Alison and Crewes are seen sailing Ritchie's yacht, disposing of his body in the ocean. Nancy is in disguise, trying to escape the island before she is arrested for Ritchie's disappearance and murder. Jack spots Nancy as he's driving past her in a limousine, stopping to wish her well but refusing to help her after her attempt to frame him. He departs with the money and the beautiful vacationer from bungalow number 9 that he met while working at Judge Crewe's resort.

==Production==
George Armitage was given a copy of Sebastian Gutirrez's script by Steve Bing, who became a producer on the film.
The Big Bounce, the book, when you break it down, is basically an act and a half. It's not a real three acts. So you're going to have to add half of the picture. So right away you're in trouble with somebody like Elmore, who I considered to be an absolutely brilliant writer. So he worked on the script with me, he gave me notes, and the notes are classic, they're great. —George Armitage

The setting for the film was moved from the Thumb area of Michigan, where the novel was set, to the North Shore of Oahu. The film was shot on location in Hawaii.

On the first day of pre-production, Armitage was hit in the eye with a piece of lava rock and contracted a virus. The director came down with an infection with two weeks left to shoot and had to go to the hospital, shutting down production, with Armitage commenting that, "Fortunately it was right at Christmas, so it turned into a Christmas break that we hadn't planned on, and I completed the picture afterwards."

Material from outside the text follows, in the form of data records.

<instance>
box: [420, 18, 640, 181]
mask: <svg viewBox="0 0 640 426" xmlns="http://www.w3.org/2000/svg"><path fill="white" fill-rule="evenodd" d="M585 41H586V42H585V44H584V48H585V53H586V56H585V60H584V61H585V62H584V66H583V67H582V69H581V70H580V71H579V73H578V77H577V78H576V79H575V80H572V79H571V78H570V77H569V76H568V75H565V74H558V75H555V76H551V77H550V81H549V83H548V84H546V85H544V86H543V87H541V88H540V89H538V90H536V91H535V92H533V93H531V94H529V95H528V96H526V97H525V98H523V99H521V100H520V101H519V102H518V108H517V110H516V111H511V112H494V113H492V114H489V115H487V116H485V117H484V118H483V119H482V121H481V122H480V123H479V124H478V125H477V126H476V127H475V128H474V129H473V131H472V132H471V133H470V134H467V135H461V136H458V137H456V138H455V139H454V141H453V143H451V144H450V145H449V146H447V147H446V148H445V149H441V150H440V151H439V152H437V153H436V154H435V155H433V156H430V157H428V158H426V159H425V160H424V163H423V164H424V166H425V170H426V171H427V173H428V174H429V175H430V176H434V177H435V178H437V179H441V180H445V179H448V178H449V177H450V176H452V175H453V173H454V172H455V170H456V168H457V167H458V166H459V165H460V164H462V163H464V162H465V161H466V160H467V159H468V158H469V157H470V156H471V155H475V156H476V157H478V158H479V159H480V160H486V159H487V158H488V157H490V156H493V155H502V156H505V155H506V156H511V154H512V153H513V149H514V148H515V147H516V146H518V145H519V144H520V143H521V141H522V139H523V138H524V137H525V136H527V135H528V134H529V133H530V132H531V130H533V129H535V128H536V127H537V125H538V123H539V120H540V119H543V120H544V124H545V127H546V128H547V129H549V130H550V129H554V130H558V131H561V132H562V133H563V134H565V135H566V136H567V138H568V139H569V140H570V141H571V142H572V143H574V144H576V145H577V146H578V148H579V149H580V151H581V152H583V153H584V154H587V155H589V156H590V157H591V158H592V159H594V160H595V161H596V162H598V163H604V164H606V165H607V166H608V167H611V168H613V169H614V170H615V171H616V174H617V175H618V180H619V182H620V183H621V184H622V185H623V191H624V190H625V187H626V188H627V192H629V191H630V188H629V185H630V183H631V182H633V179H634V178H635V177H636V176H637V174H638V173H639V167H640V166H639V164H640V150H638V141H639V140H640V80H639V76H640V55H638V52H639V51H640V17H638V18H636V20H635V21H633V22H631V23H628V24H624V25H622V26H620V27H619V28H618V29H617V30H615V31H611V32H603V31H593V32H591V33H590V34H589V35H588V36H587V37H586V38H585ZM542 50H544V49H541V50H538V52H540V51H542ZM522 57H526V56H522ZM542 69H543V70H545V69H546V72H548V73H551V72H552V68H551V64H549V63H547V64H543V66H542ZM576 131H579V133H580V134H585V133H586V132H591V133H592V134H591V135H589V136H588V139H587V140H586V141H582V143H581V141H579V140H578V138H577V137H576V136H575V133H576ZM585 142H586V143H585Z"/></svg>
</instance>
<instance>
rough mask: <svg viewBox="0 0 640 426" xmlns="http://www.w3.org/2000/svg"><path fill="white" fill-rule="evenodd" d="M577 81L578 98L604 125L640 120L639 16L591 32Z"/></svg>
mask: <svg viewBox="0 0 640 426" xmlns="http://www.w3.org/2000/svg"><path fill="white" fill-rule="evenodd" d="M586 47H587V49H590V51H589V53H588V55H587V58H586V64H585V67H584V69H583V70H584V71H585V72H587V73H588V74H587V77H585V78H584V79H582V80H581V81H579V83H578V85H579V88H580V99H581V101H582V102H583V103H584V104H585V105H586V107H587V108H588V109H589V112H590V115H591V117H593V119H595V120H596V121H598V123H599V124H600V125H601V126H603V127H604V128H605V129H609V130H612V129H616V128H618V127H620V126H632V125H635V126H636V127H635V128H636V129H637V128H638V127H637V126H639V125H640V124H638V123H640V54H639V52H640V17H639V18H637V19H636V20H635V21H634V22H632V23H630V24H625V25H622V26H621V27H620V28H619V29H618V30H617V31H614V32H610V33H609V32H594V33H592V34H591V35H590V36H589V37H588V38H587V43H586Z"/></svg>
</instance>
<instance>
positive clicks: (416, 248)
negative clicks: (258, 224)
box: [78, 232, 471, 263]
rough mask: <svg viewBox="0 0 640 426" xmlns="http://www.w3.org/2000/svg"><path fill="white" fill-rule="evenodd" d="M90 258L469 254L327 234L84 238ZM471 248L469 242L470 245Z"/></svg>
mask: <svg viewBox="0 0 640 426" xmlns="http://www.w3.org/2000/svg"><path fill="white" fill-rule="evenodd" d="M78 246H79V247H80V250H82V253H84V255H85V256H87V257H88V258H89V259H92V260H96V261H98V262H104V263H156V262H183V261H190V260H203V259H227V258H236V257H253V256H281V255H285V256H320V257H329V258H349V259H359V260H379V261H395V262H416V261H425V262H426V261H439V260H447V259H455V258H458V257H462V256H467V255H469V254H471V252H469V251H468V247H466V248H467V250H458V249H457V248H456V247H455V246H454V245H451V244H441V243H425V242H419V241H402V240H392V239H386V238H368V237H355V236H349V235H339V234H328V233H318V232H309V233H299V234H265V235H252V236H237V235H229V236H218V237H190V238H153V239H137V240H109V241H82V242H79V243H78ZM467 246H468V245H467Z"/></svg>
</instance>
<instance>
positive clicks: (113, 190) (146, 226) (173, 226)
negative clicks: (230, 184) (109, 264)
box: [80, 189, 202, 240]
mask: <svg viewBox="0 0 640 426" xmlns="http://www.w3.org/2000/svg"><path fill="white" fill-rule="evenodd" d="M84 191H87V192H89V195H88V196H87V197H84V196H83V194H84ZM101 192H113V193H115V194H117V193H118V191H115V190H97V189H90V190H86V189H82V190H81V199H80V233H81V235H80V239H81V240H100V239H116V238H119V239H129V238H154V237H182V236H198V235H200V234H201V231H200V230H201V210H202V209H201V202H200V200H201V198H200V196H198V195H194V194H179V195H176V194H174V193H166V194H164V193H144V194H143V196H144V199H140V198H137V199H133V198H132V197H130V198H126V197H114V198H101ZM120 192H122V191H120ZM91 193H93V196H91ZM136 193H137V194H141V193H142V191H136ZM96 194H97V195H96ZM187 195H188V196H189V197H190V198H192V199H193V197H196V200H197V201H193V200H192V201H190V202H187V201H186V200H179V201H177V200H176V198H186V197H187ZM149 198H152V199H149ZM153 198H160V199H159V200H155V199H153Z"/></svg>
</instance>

Armitage says that despite this the film was very pleasant. "Now, being in Hawaii was probably a great deal of that. But it was just an extraordinary experience, and I credit the producer, Steve Bing, with that. He put up his own money, and I think he had $250,000 in bar bills, just picking up drinks for the crew and cast for all that time. So he couldn't have been more wonderful."

===Post-production===
According to Armitage, the film changed course in post-production, after the original cut was rated NC-17, and producer Bing decided to re-edit and seek a PG-Rating instead of the director's preference, an R rating.
He was getting advice from people who're in the money business, and he felt that to have a chance to get his money back, he should go PG-13. The first time we showed the film, it came in at an NC-17 instead of an R. And it was unreleasable in that form. So I said: "We'll make it an R". But they said: "You can't make an R-rated comedy, they don't make money". That's what they were saying in 2004. Since then, of course, a lot of R-rated comedies have done beautifully. So I said: “Look, I'm not going to oversee the destruction of my own movie, there's no way. If you go to a PG-13, you're going to eliminate Elmore Leonard from this movie". But the decision was made—they felt that they had to do that, so I said: "Goodbye". I left the picture after my second cut... when people ask to see my last movie, I show them my cut of The Big Bounce, I don't show them what's out there. It isn't absolutely complete, but I think it could have been a far, far better film.

== Reception ==
On Rotten Tomatoes, The Big Bounce has an approval rating of 16% based on 135 reviews, with an average score of 4.20/10. The site's consensus states: "Lazily crafted and light on substance, The Big Bounce takes few chances and strands its promising cast in a subpar adaptation that fails to do its source material justice." On Metacritic, the film has a score of 42 out of a 100 based on 36 critics, indicating "mixed or average reviews". Audiences surveyed by CinemaScore gave the film a grade "D" on scale of A to F.

Joe Leydon of Variety called it a "Modestly engaging, albeit instantly forgettable shaggy-dog story only gradually reveals itself as a seriocomic take on standard-issue noir."
Roger Ebert of the Chicago Sun-Times gave it 2 out of 4 stars. Although he enjoyed the characters, he was critical of the lack of focus and wrote, "The movie doesn't work. It meanders and drifts and riffs."

Author Elmore Leonard called the 1969 film version of his story, The Big Bounce, filmed in California with Ryan O'Neal and Leigh Taylor-Young, "the second-worst movie ever made", second only to this 2004 remake.

===Box office===
This film flopped at the American box office, grossing $6,808,550 against its $50 million budget.